Arild Nordfjærn

Personal information
- Date of birth: 25 November 1965 (age 60)
- Position: Midfielder

Senior career*
- Years: Team / Apps / (Gls)
- 1987?–1988: Strindheim
- 1989–1991: Nardo
- 1992: Rosenborg / 5 / (1)
- 1993–1994: Nardo
- 1995: Strindheim

= Arild Nordfjærn =

Norwegian footballer (born 1965)

Arild Nordfjærn (born 25 November 1965) is a retired Norwegian football midfielder.

Playing for Strindheim IL in the Norwegian second tier (then: 2. Divisjon) in 1987, Nordfjærn left them to join Nardo FK ahead of the 1989 season. He became a star player for the third-tier club, scoring 40 goals in the 1991 season. He thereby took the club record for most goals scored in one season as well as most goals scored in one match (8), and most goals overall (81).
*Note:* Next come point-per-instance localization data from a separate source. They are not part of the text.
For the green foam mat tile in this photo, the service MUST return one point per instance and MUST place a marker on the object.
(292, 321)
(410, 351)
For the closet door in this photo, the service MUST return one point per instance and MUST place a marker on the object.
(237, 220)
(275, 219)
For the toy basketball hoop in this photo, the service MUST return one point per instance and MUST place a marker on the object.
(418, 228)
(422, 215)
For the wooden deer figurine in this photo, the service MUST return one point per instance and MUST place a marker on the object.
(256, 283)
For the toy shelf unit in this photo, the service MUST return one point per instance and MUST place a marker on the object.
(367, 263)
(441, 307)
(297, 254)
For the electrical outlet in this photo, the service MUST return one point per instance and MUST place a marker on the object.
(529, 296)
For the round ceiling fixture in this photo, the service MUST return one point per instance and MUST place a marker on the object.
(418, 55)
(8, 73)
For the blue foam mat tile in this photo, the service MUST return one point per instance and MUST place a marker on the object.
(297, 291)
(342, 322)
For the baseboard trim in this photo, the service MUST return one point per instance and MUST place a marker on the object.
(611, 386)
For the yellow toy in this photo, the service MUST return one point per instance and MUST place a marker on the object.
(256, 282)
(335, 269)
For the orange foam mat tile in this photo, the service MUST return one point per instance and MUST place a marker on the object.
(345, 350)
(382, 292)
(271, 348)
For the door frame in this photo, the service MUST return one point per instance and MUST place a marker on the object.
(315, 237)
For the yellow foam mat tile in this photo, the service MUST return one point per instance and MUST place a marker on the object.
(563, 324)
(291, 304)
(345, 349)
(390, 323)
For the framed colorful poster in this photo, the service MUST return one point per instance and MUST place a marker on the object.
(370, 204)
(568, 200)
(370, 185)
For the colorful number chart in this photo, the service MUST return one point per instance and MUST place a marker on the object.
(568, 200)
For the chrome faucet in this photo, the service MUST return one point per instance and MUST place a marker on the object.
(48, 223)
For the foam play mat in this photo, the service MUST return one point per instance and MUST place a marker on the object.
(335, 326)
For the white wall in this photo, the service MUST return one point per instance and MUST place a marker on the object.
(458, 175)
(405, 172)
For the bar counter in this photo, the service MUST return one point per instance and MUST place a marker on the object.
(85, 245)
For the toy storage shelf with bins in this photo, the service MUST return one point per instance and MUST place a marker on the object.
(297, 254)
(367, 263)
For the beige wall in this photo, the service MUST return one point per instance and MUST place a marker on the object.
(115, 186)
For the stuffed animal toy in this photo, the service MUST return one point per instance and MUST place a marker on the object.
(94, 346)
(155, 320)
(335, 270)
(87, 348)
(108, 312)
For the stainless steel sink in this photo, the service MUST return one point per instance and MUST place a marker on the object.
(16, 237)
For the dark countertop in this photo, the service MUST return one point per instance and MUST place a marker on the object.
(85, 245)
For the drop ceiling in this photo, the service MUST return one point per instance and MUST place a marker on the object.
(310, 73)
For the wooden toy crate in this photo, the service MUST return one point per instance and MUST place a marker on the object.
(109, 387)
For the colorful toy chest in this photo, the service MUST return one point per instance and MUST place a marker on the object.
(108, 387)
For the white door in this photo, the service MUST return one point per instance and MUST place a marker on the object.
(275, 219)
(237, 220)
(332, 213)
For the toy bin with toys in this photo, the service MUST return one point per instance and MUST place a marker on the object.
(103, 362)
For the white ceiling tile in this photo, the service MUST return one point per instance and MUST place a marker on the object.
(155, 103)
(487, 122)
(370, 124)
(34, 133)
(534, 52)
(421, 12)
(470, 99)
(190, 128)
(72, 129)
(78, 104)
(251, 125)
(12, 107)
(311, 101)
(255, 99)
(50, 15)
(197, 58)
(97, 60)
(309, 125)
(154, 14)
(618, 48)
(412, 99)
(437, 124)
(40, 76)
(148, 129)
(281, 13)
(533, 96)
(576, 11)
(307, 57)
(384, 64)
Ahead of the 1992 season he was scouted by Norway's leading club Rosenborg BK. He played seven games and scored two goals, among which two games and one goal came in the 1992 Norwegian Football Cup. His contract was not renewed, and he returned to Nardo. In 1995, he returned to Strindheim, who had won promotion to the Norwegian Premier League. The team ended dead last in the table, and Nordfjærn seemingly retired.